On the hillside, Zheng Fang crouched in the shadows, fist clenched as he watched Xu the chief march every Tiger Head bandit into Longsnake Gulch.
Close call, he thought. The plan had wobbled, yet the fish still swam into the net.
Relief had barely settled when he spotted the Twin Camel column peeling off down a narrow side trail.
“Damn it!”
His brows knotted. Disaster.
“Captain, Tiger Head is inside. Shall we spring the trap?”
His lieutenant’s whisper was urgent. “Any later and we lose the moment!”
The side trail also reached Xihewan, only farther round. Worse, it offered no ambush ground. Let Twin Camel slip past these slopes and they would pour straight into the village lanes, unstoppable.
Zheng Fang punched an oak trunk, knuckles stinging. “Do it. Two signal arrows!”
Before the operation, Jin Feng and Zheng Fang had rehearsed half a dozen contingencies. Two arrows meant switch to Plan B.
Whoosh, whoosh. The arrows streaked upward.
Instantly, boulders arced from both ridges, thudding down to seal each end of Longsnake Gulch. Not one bandit died, but the message was deafening.
Every Tiger Head man froze, blood drained from their faces.
“So the trap was real!”
Feng the strategist and Lu the chief swapped glances, gratitude flashing in both pairs of eyes. Thank heaven they had dodged the gulch.
“Move, move! While Tiger Head pins Xihewan down, we race on!”
Feng urged.
“Sir, this little path, no traps here, right?” Lu muttered.
“Relax. I memorised every fold of these hills. A hundred zhang ahead we hit the post road. Nothing along it can hide an ambush.”
Feng spoke fast. “To stop us they must meet steel with steel, and Xihewan has no steel left…”
His sentence died. From the slope above, two dozen veterans burst out, spears gleaming, shields locked.
Only twenty-odd men, yet every stride screamed discipline. In three breaths they snapped into a pocket Macedonian square and corked the narrow trail.
This tiny force was Jin Feng’s hidden ace, held back for exactly such surprises.
“One, two, one! One, two, one!”
Boots hammered in perfect time as the square advanced.
Fewer men, endless drills, perfect trust. The square glided faster than the old Iron Forest phalanx ever had on open battlefields.
Gone were the clumsy bamboo lances. Each soldier now carried a ten-foot steel-tipped spear on a tubular shaft, light, unbreakable.
The chant swelled. Momentum gathered like an avalanche. Though still yards away, bandits stumbled backward.
“Brothers, twenty-odd against hundreds! They’re bluffing!”

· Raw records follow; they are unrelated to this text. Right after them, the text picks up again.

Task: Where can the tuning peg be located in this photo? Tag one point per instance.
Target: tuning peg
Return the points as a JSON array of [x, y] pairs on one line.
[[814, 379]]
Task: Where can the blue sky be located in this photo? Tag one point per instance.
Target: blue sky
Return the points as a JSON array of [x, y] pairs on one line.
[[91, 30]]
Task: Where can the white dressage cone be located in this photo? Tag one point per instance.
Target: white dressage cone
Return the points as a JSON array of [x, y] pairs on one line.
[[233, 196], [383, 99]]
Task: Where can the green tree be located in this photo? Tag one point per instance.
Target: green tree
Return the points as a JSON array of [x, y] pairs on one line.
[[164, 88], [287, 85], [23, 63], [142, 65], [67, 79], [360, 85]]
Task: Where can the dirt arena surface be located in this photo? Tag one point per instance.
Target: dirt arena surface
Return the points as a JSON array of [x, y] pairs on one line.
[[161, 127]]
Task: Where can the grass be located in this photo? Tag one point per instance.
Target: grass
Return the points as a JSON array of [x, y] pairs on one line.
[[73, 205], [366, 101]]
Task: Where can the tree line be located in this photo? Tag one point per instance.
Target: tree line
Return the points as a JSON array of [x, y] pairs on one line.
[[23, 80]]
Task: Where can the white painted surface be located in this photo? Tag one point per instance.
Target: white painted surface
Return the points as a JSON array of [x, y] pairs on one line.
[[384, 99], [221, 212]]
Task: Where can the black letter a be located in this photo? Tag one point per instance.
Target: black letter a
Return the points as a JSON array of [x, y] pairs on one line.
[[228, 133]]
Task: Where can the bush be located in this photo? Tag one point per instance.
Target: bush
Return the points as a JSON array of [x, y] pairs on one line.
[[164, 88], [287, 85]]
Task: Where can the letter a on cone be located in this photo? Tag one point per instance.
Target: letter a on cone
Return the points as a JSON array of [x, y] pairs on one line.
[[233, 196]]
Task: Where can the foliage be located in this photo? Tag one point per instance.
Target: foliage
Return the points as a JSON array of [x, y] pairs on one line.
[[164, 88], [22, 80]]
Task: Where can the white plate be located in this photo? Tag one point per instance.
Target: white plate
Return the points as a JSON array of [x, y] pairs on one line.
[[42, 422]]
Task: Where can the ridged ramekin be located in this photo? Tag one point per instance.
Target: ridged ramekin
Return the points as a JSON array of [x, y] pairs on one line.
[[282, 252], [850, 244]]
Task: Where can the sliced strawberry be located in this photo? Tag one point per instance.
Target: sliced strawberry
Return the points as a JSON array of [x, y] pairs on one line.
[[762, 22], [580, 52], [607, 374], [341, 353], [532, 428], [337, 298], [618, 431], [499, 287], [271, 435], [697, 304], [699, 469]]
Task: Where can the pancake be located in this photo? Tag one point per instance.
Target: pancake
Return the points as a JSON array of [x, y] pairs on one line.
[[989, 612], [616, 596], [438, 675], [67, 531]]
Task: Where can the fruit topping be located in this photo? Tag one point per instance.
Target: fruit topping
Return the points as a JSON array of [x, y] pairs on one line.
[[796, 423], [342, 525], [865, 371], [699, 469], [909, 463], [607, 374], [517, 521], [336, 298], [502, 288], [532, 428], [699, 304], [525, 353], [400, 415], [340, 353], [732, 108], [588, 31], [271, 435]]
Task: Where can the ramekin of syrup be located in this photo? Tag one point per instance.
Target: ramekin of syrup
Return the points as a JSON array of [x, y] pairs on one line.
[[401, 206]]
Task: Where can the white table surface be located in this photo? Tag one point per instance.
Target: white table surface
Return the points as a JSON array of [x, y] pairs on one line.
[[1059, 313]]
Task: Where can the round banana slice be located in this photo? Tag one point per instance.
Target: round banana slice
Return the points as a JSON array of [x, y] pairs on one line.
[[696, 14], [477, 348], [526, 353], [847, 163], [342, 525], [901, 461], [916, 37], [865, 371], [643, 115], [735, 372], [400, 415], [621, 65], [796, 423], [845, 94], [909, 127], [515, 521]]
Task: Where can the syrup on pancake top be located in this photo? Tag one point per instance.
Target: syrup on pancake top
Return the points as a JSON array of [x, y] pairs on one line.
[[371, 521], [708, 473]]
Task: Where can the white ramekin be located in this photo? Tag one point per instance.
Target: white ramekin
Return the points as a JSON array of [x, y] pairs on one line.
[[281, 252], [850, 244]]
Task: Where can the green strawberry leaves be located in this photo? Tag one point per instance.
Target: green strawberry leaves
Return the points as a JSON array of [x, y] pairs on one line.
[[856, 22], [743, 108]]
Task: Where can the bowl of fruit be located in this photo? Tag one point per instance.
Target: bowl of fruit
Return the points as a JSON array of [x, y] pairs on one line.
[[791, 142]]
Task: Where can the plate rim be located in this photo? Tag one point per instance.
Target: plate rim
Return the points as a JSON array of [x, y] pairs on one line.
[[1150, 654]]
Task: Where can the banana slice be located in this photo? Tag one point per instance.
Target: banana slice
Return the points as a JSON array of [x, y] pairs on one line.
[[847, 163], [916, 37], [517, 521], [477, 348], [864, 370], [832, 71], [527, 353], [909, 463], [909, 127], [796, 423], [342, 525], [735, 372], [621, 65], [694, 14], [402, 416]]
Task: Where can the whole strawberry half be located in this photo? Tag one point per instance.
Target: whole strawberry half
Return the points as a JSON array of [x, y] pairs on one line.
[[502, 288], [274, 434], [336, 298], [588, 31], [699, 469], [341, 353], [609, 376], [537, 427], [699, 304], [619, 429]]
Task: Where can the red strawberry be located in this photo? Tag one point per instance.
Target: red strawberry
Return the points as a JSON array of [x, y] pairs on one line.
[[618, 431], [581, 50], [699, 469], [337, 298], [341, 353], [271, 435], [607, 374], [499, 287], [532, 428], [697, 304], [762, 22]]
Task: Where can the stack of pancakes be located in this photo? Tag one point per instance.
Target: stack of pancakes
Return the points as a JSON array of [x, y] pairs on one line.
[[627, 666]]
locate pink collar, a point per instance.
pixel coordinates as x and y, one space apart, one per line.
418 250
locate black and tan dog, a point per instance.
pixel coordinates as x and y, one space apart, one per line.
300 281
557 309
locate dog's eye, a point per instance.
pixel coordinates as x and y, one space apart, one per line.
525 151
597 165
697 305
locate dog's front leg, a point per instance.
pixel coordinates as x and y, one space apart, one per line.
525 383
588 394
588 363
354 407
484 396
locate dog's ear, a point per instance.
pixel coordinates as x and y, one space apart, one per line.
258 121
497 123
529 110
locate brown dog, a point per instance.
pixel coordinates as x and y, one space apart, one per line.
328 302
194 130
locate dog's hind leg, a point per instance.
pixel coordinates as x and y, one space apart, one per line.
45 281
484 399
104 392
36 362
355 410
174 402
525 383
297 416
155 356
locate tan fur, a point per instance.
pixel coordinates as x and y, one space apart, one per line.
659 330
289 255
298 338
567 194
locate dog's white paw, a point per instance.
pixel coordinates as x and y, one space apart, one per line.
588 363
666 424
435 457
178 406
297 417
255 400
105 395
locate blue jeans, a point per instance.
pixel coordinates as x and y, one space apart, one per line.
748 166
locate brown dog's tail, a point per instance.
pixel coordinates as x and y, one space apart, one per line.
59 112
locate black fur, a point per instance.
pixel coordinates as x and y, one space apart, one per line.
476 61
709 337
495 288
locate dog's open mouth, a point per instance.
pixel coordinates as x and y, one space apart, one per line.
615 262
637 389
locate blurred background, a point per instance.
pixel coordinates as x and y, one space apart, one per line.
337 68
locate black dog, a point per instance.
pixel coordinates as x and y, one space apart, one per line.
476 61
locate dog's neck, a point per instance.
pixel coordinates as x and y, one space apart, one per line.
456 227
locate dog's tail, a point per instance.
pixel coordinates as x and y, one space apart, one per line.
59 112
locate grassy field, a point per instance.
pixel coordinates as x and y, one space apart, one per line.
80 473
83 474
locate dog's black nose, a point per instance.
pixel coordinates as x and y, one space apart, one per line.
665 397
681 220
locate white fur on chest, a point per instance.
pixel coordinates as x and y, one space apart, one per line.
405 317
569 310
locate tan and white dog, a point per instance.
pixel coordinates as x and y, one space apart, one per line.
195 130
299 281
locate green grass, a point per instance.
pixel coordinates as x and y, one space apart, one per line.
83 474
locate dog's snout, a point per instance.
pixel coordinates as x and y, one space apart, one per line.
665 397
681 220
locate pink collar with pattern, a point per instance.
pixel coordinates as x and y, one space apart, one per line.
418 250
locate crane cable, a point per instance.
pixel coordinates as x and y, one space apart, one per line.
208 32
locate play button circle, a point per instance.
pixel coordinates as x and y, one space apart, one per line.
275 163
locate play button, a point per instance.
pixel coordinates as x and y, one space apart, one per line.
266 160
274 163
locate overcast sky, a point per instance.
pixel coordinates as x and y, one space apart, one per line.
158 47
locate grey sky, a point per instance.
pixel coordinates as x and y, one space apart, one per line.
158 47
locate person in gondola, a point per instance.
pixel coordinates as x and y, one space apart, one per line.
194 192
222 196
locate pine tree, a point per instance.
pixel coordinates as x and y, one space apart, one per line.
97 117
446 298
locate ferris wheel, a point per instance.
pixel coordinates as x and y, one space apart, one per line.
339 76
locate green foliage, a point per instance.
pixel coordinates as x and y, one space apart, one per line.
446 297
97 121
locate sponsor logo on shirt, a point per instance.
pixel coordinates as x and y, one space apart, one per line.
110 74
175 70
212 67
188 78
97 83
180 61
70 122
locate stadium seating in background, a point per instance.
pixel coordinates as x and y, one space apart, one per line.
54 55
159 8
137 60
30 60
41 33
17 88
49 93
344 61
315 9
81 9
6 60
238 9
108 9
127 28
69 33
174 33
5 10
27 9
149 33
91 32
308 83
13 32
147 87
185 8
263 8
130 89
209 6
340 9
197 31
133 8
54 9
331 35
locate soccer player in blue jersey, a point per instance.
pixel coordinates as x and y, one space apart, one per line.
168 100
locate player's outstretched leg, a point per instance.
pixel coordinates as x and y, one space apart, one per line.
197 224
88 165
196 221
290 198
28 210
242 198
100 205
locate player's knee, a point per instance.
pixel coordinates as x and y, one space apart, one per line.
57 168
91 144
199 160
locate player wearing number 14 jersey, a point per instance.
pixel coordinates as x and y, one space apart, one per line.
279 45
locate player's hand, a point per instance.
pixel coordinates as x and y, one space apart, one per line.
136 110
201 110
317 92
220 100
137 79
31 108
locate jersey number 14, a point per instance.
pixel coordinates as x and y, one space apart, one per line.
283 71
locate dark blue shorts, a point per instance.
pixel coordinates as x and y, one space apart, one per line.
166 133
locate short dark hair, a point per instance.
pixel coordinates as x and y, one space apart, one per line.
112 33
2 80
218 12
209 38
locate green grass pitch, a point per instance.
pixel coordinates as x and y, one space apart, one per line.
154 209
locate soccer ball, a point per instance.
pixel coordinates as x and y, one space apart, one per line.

Lu roared, eyes crimson. “Drop one and I pay ten taels. First blood earns a hundred!”
Silver was the universal tongue of banditry. It never failed.
The retreat halted. Greed ignited. Men surged forward, howling, each desperate to claim the prize.
They never stood a chance.
Ten feet from the shields, the commander barked. A hedge of spear-points lanced through the gaps.
The front rank of bandits fell like wheat.
“Their spears outrange us! We can’t close!”
Lu watched his men crumple, face twisted.
“Long spears? We make longer ones!”
Feng spun toward the pines. “A-Jun, fell a tree. Smash this hedgehog!”
“Aye!”
Minutes later, a dozen bandits staggered downhill under a thirty-foot pine trunk thick as a water butt.
The column parted. The human battering ram lumbered straight at the square.
Brush exploded on the left. A single heavy-crossbow bolt hissed out, punched through eight men in a straight line, skewered three more, then buried itself in the far slope.
“Curse Xihewan and their damned crossbows!”
Feng smashed a fist against stone.
“Sir, what now?” Lu pleaded.
“What else? Run!”
Feng shut his eyes, defeat bitter on his tongue. He had replayed this plan a hundred times, certain it was flawless. Now it lay in ruins.
The square was a spiked turtle. No angle, no hope. To keep fighting was to feed the fire.
“We’re on Xihewan’s doorstep! Tuck tail and flee? Unacceptable!”
Lu snarled.
“Then stay and die. I’m gone.”
Feng turned, his personal guard melting into the trees.
Lu kicked a boulder sky-high. “Retreat!”
The improved square could not chase free-running bandits. Twin Camel vanished round the bend.
Zheng Fang exhaled. “Let them go. Sir Jin says eight or nine times out of ten, life kicks you in the teeth. Tiger Head is still caged. That’s victory enough. Time to parley.”
His lieutenant cupped hands to mouth. “Listen up, you little bandit pups! Drop every blade and kiss the dirt!”
“Twenty heartbeats. Anyone still standing after twenty gets no mercy!”
Catapults thundered again. This time stones walked forward, chewing the edges of the trapped mob, stopping just short of flesh, a promise carved in flying rock.